Für die Diagnostik bei Patienten mit neuropathischem Schmerz werden statt der Nervenbiopsien inzwischen Hautbiopsien empfohlen (Abb. 4), da sie weniger invasiv und für dünne Nervenfasern sensitiver sind als die Nervenbiopsien (Cruccu et al. 2010). Anfärbung mit einem für Neurone spezifischen Marker erlaubt die Bestimmung der intraepidermalen Nervenfaserdichte, die eng mit der Schmerzsensibilität korreliert ist (Ebenezer et al. 2007). Dieser Labortest gewinnt in der Diagnostik peripherer Nervenläsionen zunehmend an Bedeutung.
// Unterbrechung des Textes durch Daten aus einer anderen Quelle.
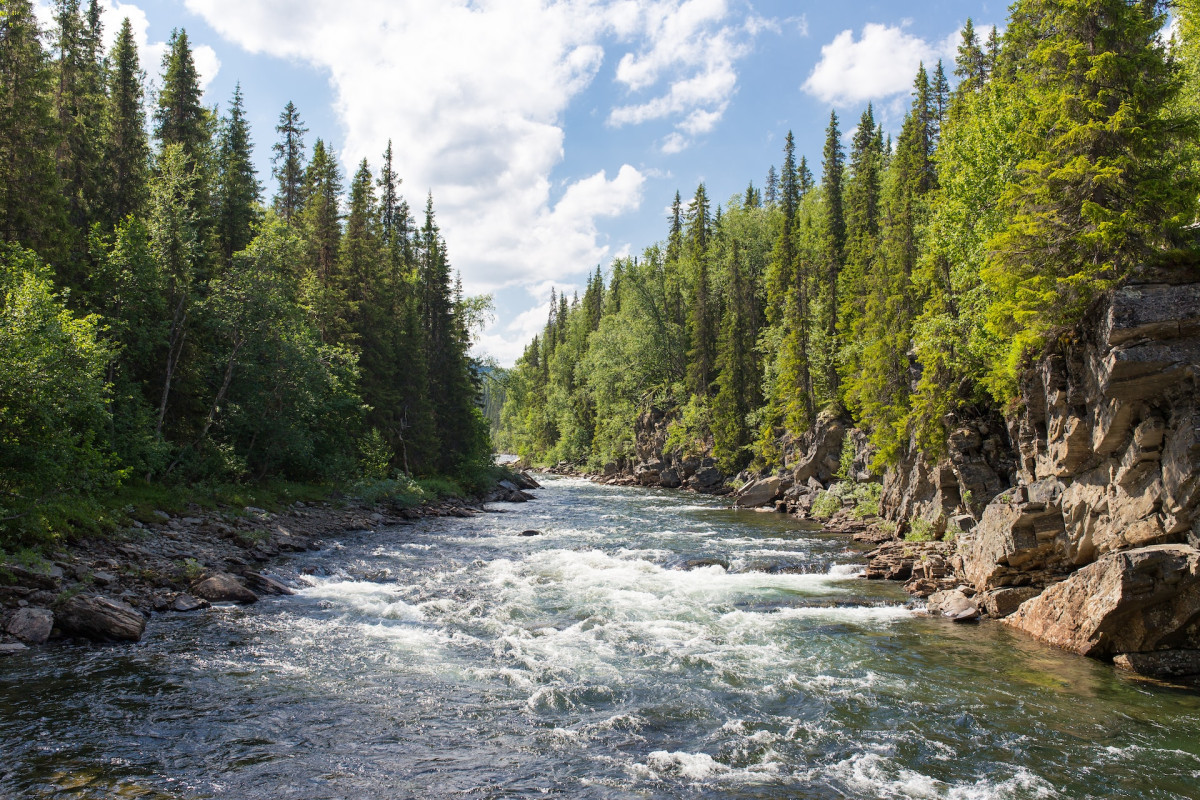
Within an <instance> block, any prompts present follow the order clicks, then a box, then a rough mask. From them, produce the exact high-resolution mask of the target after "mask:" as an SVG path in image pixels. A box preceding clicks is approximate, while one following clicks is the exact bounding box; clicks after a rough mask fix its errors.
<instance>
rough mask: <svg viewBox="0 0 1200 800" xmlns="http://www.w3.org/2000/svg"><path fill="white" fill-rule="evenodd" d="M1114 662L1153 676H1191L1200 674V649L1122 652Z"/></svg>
mask: <svg viewBox="0 0 1200 800" xmlns="http://www.w3.org/2000/svg"><path fill="white" fill-rule="evenodd" d="M1112 663H1114V664H1116V666H1117V667H1120V668H1121V669H1128V670H1129V672H1135V673H1139V674H1141V675H1150V676H1152V678H1190V676H1193V675H1200V650H1156V651H1154V652H1120V654H1117V655H1116V656H1115V657H1114V658H1112Z"/></svg>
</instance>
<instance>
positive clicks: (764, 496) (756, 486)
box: [734, 475, 781, 509]
mask: <svg viewBox="0 0 1200 800" xmlns="http://www.w3.org/2000/svg"><path fill="white" fill-rule="evenodd" d="M780 486H781V481H780V479H779V477H776V476H774V475H772V476H770V477H764V479H762V480H760V481H754V482H751V483H748V485H745V486H743V487H742V489H740V491H739V492H738V493H737V499H736V500H734V503H736V505H737V507H739V509H757V507H758V506H764V505H769V504H773V503H774V501H775V498H778V497H779V495H780Z"/></svg>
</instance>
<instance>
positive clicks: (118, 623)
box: [54, 595, 146, 642]
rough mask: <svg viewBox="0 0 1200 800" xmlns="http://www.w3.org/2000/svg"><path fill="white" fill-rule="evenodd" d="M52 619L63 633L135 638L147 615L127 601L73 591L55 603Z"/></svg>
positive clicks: (114, 637) (81, 636)
mask: <svg viewBox="0 0 1200 800" xmlns="http://www.w3.org/2000/svg"><path fill="white" fill-rule="evenodd" d="M54 616H55V620H56V621H58V624H59V627H60V628H62V631H64V632H65V633H68V634H72V636H80V637H84V638H88V639H94V640H97V642H137V640H138V639H140V638H142V633H143V632H144V631H145V627H146V618H145V616H143V615H142V612H139V610H137V609H136V608H133V607H132V606H130V604H128V603H124V602H121V601H119V600H112V599H110V597H101V596H97V595H76V596H74V597H71V599H70V600H67V601H66V602H64V603H61V604H60V606H58V607H56V610H55V614H54Z"/></svg>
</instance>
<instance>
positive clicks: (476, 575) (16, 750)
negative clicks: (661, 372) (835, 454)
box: [0, 480, 1200, 800]
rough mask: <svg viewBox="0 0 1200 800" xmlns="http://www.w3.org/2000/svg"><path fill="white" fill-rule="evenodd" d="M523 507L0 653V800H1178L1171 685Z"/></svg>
mask: <svg viewBox="0 0 1200 800" xmlns="http://www.w3.org/2000/svg"><path fill="white" fill-rule="evenodd" d="M536 494H538V495H539V498H540V499H539V500H538V501H536V503H533V504H528V505H522V506H508V505H505V506H502V507H503V509H504V511H505V513H502V515H493V516H487V517H481V518H475V519H454V521H438V522H436V523H430V524H427V525H419V527H407V528H400V529H395V530H384V531H378V533H376V534H361V535H353V536H347V537H343V539H342V540H341V541H340V542H338V545H340V546H338V547H335V548H331V549H329V551H326V552H324V553H318V554H305V555H300V557H296V558H295V559H294V560H292V561H287V563H284V564H283V565H282V566H281V571H283V572H286V573H288V575H289V576H290V579H292V581H293V583H294V584H295V585H298V587H304V589H302V590H301V591H300V594H299V595H296V596H293V597H277V599H270V600H265V601H263V602H260V603H258V604H257V606H253V607H250V608H216V609H211V610H209V612H205V613H204V614H200V615H178V616H170V615H164V616H156V618H155V619H154V620H152V621H151V622H150V626H149V627H148V634H146V638H145V639H144V640H143V643H142V644H139V645H137V646H125V648H107V646H88V645H58V646H50V648H46V649H42V650H36V651H31V652H29V654H24V655H20V656H14V657H10V658H6V660H5V661H0V747H2V752H4V758H2V759H0V795H4V794H7V795H13V796H22V798H109V796H130V798H188V799H192V798H304V799H308V800H312V799H318V798H402V796H412V795H422V796H430V798H443V796H457V795H463V794H466V795H470V796H497V798H498V796H530V795H541V796H571V798H575V796H582V798H629V796H637V798H652V796H680V795H685V796H702V798H704V796H712V798H847V796H848V798H859V796H865V798H961V799H970V798H1194V796H1196V795H1198V794H1200V792H1198V789H1196V787H1198V786H1200V696H1196V694H1195V693H1189V692H1184V691H1178V690H1171V688H1165V687H1157V686H1152V685H1148V684H1145V682H1139V681H1136V680H1133V679H1128V678H1124V676H1122V675H1120V674H1118V673H1116V672H1114V670H1112V669H1111V668H1110V667H1106V666H1104V664H1099V663H1097V662H1093V661H1088V660H1085V658H1080V657H1075V656H1070V655H1067V654H1063V652H1058V651H1055V650H1050V649H1046V648H1043V646H1040V645H1038V644H1037V643H1034V642H1032V640H1030V639H1028V638H1026V637H1021V636H1018V634H1014V633H1012V632H1009V631H1007V630H1006V628H1003V627H1001V626H998V625H990V624H985V625H979V626H954V625H950V624H943V622H942V621H940V620H932V619H928V618H922V616H918V615H914V614H913V613H912V610H911V609H910V608H908V606H907V604H906V597H905V596H904V594H902V593H901V591H899V589H898V588H896V587H893V585H882V584H877V583H868V582H865V581H862V579H859V578H857V577H856V576H857V573H858V566H857V565H858V563H859V553H858V552H857V551H854V549H853V548H852V547H850V546H848V545H847V542H846V541H845V539H842V537H836V536H830V535H827V534H822V533H820V531H815V530H812V529H811V528H805V527H802V525H799V524H797V523H796V522H794V521H788V519H786V518H784V517H781V516H775V515H762V513H752V512H733V511H728V510H724V509H720V507H719V505H718V503H716V501H714V500H709V499H703V498H700V499H698V498H695V497H690V495H682V494H670V493H665V492H661V493H658V492H644V491H641V489H614V488H612V487H600V486H594V485H590V483H586V482H582V481H574V480H553V481H551V482H550V485H548V486H547V488H546V489H544V491H540V492H536ZM528 528H535V529H539V530H541V531H544V535H542V536H538V537H520V536H517V535H516V534H518V533H520V531H521V530H524V529H528ZM688 567H691V569H688ZM310 573H311V575H310Z"/></svg>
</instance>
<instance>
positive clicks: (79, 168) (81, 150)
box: [54, 0, 104, 285]
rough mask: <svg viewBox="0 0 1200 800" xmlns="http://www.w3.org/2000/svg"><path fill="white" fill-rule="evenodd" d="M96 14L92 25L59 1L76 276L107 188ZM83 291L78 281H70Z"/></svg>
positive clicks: (62, 137)
mask: <svg viewBox="0 0 1200 800" xmlns="http://www.w3.org/2000/svg"><path fill="white" fill-rule="evenodd" d="M92 5H94V7H92V10H91V20H92V23H91V24H95V25H96V26H97V28H96V29H95V30H92V29H91V25H90V24H89V22H88V20H85V19H84V18H83V16H82V13H80V8H79V1H78V0H55V13H54V17H55V24H56V30H55V43H54V44H55V48H54V49H55V56H56V60H55V72H56V86H55V91H54V101H55V102H54V104H55V113H56V116H58V124H59V149H58V170H59V182H60V186H61V187H62V191H64V193H65V196H66V200H67V223H68V225H70V228H68V230H70V231H71V239H72V242H71V251H72V252H71V257H70V259H71V261H73V263H74V267H76V270H77V271H79V270H83V265H82V260H83V258H84V255H85V251H86V247H88V242H86V237H88V229H89V228H90V225H91V222H92V221H94V218H95V216H96V212H97V210H98V205H100V194H101V186H102V176H101V157H102V150H101V143H102V142H103V112H104V79H103V65H102V62H101V55H102V54H101V53H100V47H98V37H100V32H101V31H100V30H98V25H100V17H98V12H97V11H96V8H95V4H92ZM66 279H67V282H68V283H70V284H72V285H79V283H80V279H82V278H80V277H79V275H73V276H71V277H68V278H66Z"/></svg>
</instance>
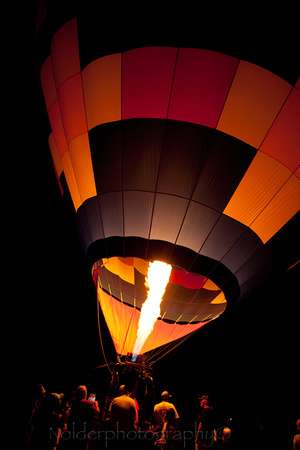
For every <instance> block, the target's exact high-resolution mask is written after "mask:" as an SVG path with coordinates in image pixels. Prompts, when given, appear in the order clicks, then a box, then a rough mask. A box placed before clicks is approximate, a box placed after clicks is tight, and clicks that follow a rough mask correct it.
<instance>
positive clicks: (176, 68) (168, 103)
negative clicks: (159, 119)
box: [166, 47, 180, 119]
mask: <svg viewBox="0 0 300 450" xmlns="http://www.w3.org/2000/svg"><path fill="white" fill-rule="evenodd" d="M179 50H180V48H179V47H178V48H177V53H176V58H175V64H174V72H173V77H172V82H171V89H170V96H169V102H168V108H167V116H166V119H168V118H169V112H170V105H171V99H172V93H173V87H174V80H175V74H176V69H177V62H178V56H179Z"/></svg>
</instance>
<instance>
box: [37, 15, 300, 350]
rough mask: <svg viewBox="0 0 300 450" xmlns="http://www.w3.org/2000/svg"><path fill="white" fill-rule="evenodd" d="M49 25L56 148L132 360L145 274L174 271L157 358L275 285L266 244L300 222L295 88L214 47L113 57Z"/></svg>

Die Bestimmung der Größe der neurogenen Vasodilatation nach Iontophorese oder intradermaler Injektion von Histamin ist ein weiterer Test für die periphere Nozizeptorfunktion (Abb. 5).

Fazit

Zusammenfassend ergibt sich für die Objektivierung der möglichen Befunde aus der klinischen Sensibilitätsprüfung folgendes Bild (Tab. 1):
Tab. 1
Indikationen für Labortests zu Funktionen der Somatosensorik
Läsionsort
Lemniskale Funktionen
Spinothalamische Funktionen
Peripherer Nerv
SEP, ENG, [EMG]a
LEP, Hautbiopsie, Histaminerythem
Spinale Wurzel
SEP, [EMG]a
LEP
Rückenmark
SEP
LEP
Hirnstamm
SEP
LEP, Blinkreflex (R2)
Kortex
SEP
LEP
SEP somatosensorisch evoziertes Potenzial, ENG Elektroneurogramm, LEP Laser-evoziertes Potenzial.
aElektromyographie (EMG) prüft efferente Fasern anstelle von afferenten Fasern; aufgrund der exzellenten räumlichen Auflösung des EMG ist dies oft ein nützlicher Surrogatparameter für die Differenzialdiagnose des Läsionsorts.
1.
Eine taktile Hypästhesie kann nichtinvasiv durch NLG und SEP, invasiv durch Nervenbiopsie objektiviert werden.
 
2.
Für die Thermhypästhesie ist kein Verfahren zur Objektivierung etabliert.
 
3.
Eine Hypalgesie kann reliabel und sensitiv durch LEPs objektiviert werden, im Gesicht auch durch den Blinkreflex (nichtinvasive Verfahren). Bei peripheren Läsionen kann eine minimalinvasive Objektivierung durch histamininduziertes Erythem („flare“) und durch Hautbiopsie erfolgen.
 
4.
Hyperalgesie und Allodynie können in einigen Fällen durch LEP oder Hautbiopsie objektiviert werden. Eine objektive Ausschlussdiagnostik ist mit verfügbaren Verfahren nicht möglich.
 
5.
EMG (Aβ-Fasern) und autonome Reflexe (C-Fasern) erfassen die Funktionen efferenter Nervenfasern. Sie können indirekt als Surrogatparameter für die afferenten Fasern interpretiert werden, wenn man annimmt, dass die Grundkrankheit die jeweiligen Fasergruppen (myelinisiert bzw. unmyelinisiert) pauschal betrifft.